A new study suggests people who speak two languages have more gray matter in the executive control region of the brain.
Earlier, bilingualism was thought to be a disadvantage because the presence of two vocabularies would lead to delayed language development in children.
The findings added to the growing understanding of how long-term experience with a particular skill — in this case management of two languages — changes the brain.
The researchers compared gray matter in bilinguals of American Sign Language (ASL) and spoken English with monolingual users of English.

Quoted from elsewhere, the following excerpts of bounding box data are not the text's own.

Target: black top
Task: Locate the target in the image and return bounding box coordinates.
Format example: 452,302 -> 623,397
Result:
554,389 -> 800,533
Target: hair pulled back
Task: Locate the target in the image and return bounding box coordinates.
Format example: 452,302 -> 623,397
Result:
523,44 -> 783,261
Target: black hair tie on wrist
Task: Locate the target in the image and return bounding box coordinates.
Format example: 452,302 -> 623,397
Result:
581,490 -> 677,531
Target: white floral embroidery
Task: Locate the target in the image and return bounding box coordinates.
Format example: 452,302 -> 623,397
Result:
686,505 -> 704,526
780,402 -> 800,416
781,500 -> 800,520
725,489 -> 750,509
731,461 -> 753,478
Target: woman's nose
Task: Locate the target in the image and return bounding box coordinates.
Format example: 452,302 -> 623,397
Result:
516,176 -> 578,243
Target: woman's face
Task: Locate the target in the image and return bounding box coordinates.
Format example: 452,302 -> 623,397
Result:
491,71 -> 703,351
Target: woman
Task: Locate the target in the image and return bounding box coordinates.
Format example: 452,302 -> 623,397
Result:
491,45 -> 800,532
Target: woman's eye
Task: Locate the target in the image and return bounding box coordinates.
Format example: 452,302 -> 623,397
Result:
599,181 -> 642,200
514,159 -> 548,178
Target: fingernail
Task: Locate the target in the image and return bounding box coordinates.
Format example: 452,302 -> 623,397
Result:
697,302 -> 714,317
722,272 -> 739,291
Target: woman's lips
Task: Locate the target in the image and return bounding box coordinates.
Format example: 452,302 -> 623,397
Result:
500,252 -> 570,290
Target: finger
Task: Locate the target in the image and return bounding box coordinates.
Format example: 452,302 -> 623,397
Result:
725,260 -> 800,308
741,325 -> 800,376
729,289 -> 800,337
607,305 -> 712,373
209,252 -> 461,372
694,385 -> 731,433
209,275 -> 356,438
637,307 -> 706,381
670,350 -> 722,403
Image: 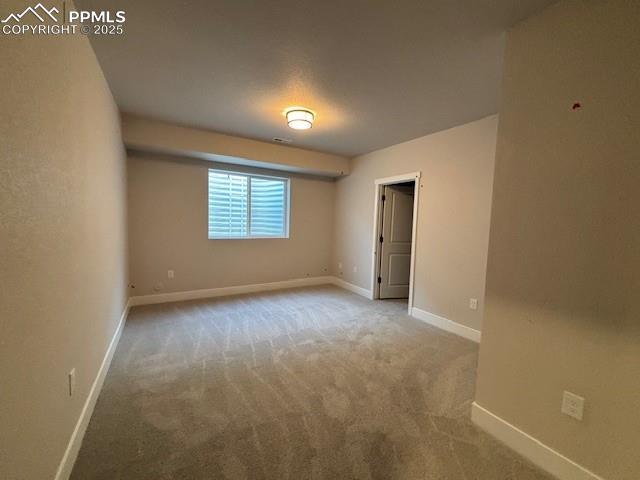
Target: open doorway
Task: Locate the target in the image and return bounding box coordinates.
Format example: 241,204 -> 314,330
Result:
371,172 -> 420,313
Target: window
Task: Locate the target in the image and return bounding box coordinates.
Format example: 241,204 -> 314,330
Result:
209,170 -> 289,239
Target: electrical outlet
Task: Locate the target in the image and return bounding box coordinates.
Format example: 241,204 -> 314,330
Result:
68,368 -> 76,397
560,390 -> 584,420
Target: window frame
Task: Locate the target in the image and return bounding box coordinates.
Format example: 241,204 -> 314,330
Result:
207,168 -> 291,240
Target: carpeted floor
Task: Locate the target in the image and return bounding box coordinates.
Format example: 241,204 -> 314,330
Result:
72,286 -> 550,480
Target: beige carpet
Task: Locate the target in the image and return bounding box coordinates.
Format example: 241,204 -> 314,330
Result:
72,286 -> 549,480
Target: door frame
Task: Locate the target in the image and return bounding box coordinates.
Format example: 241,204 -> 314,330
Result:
371,171 -> 422,314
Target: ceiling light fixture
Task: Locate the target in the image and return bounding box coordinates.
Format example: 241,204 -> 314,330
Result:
286,107 -> 315,130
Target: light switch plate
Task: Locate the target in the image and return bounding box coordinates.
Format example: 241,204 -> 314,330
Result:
560,391 -> 584,420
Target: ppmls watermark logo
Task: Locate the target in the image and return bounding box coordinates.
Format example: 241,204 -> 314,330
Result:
0,2 -> 126,35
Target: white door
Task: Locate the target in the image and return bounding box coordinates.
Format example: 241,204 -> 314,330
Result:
378,185 -> 414,298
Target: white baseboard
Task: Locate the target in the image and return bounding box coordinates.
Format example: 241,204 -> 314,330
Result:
411,307 -> 481,343
331,277 -> 373,300
55,302 -> 130,480
129,277 -> 333,307
471,402 -> 604,480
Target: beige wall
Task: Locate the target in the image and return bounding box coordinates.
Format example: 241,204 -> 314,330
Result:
476,0 -> 640,480
332,116 -> 498,329
128,153 -> 334,295
122,114 -> 349,177
0,5 -> 127,480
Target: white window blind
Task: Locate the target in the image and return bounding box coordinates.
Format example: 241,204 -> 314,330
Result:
209,170 -> 289,239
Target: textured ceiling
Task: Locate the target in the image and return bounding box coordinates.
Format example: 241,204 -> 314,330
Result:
76,0 -> 554,155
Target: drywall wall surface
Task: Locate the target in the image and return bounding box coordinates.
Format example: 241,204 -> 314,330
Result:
122,114 -> 349,177
476,0 -> 640,480
128,152 -> 335,296
331,115 -> 498,329
0,1 -> 127,480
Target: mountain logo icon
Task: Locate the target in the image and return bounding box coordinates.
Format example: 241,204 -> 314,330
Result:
2,3 -> 60,23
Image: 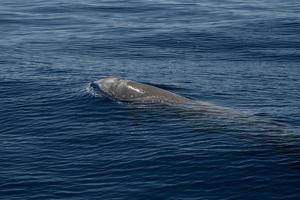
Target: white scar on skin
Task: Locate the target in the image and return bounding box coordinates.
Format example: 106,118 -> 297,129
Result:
127,85 -> 144,93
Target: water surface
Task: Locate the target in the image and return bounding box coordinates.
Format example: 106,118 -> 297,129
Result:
0,0 -> 300,200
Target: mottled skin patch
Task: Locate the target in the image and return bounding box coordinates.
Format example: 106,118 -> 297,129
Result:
94,78 -> 192,104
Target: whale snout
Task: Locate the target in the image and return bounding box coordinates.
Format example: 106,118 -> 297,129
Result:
91,77 -> 119,91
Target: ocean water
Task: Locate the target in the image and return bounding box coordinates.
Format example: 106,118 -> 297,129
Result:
0,0 -> 300,200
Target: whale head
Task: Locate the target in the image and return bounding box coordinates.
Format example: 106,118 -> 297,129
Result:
92,77 -> 145,101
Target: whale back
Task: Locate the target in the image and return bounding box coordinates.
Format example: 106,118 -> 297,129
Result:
127,81 -> 191,104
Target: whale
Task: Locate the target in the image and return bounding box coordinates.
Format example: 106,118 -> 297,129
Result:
92,77 -> 194,105
90,77 -> 300,170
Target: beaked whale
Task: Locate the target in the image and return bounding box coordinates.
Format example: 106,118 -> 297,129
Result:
92,77 -> 193,104
90,77 -> 300,169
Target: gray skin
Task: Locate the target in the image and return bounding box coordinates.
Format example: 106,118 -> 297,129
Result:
93,77 -> 192,104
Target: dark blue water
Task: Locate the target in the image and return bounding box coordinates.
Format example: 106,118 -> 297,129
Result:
0,0 -> 300,200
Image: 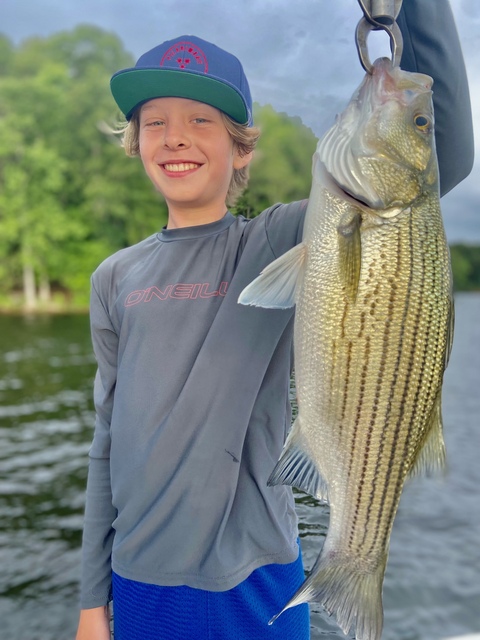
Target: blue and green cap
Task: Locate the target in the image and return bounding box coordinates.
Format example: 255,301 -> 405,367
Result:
110,36 -> 253,125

“The experience with two languages and the increased need for cognitive control to use them appropriately would result in brain changes in Spanish-English bilinguals when compared with English-speaking monolinguals,” said senior author Guinevere Eden, director for the Center for the Study of Learning at Georgetown University Medical Center (GUMC).
The team compared gray matter volume between adult bilinguals and monolinguals.

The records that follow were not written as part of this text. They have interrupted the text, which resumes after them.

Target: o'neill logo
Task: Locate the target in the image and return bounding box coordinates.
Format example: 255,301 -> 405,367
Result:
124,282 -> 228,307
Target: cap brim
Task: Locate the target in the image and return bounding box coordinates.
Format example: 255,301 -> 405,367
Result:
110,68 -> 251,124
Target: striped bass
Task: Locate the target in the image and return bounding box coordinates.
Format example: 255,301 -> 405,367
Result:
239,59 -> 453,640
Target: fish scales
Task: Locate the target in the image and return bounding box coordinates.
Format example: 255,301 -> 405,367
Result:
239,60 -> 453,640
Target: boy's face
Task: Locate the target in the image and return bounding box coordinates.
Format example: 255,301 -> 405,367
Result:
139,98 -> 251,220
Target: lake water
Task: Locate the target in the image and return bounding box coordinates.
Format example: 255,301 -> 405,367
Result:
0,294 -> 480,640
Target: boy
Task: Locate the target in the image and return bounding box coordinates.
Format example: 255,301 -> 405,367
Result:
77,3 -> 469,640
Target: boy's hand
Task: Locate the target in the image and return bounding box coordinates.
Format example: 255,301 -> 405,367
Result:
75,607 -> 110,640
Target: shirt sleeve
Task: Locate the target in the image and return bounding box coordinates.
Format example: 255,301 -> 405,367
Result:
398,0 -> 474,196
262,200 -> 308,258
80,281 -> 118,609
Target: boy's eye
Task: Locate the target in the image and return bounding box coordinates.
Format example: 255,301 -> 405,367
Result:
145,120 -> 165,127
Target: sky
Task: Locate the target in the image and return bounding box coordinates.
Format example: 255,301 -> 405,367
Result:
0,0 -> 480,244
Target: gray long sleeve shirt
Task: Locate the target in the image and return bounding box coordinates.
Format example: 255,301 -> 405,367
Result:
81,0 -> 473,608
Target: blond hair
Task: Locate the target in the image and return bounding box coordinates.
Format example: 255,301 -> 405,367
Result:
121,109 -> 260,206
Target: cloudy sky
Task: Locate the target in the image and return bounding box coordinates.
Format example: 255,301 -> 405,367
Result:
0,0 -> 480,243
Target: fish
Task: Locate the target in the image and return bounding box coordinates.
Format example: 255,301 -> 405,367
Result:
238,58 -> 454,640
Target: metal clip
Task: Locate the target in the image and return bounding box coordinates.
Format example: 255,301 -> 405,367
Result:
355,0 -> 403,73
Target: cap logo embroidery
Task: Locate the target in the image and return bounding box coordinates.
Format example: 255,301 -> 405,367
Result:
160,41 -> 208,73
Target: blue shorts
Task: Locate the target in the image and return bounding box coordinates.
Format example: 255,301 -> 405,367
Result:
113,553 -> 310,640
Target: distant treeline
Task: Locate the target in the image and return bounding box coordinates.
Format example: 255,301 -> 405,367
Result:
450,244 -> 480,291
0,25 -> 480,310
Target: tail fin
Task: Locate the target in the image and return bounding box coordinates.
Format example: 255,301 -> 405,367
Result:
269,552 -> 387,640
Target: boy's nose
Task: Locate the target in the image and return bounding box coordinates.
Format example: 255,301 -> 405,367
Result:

Greater gray matter for bilinguals was observed in frontal and parietal brain regions that are involved in executive control.
Gray matter of the brain has been shown to differ in volume as a function of people’s experiences.
“Our aim was to address whether the constant management of two spoken languages leads to cognitive advantages and the larger gray matter we observed in Spanish-English bilinguals, or whether other aspects of being bilingual, such as the large vocabulary associated with having two languages, could account for this,” explained lead author Olumide Olulade, a fellow at GUMC.
“The management of two spoken languages in the same modality, rather than simply a larger vocabulary, leads to the differences we observed in the Spanish-English bilinguals,” Olulade said.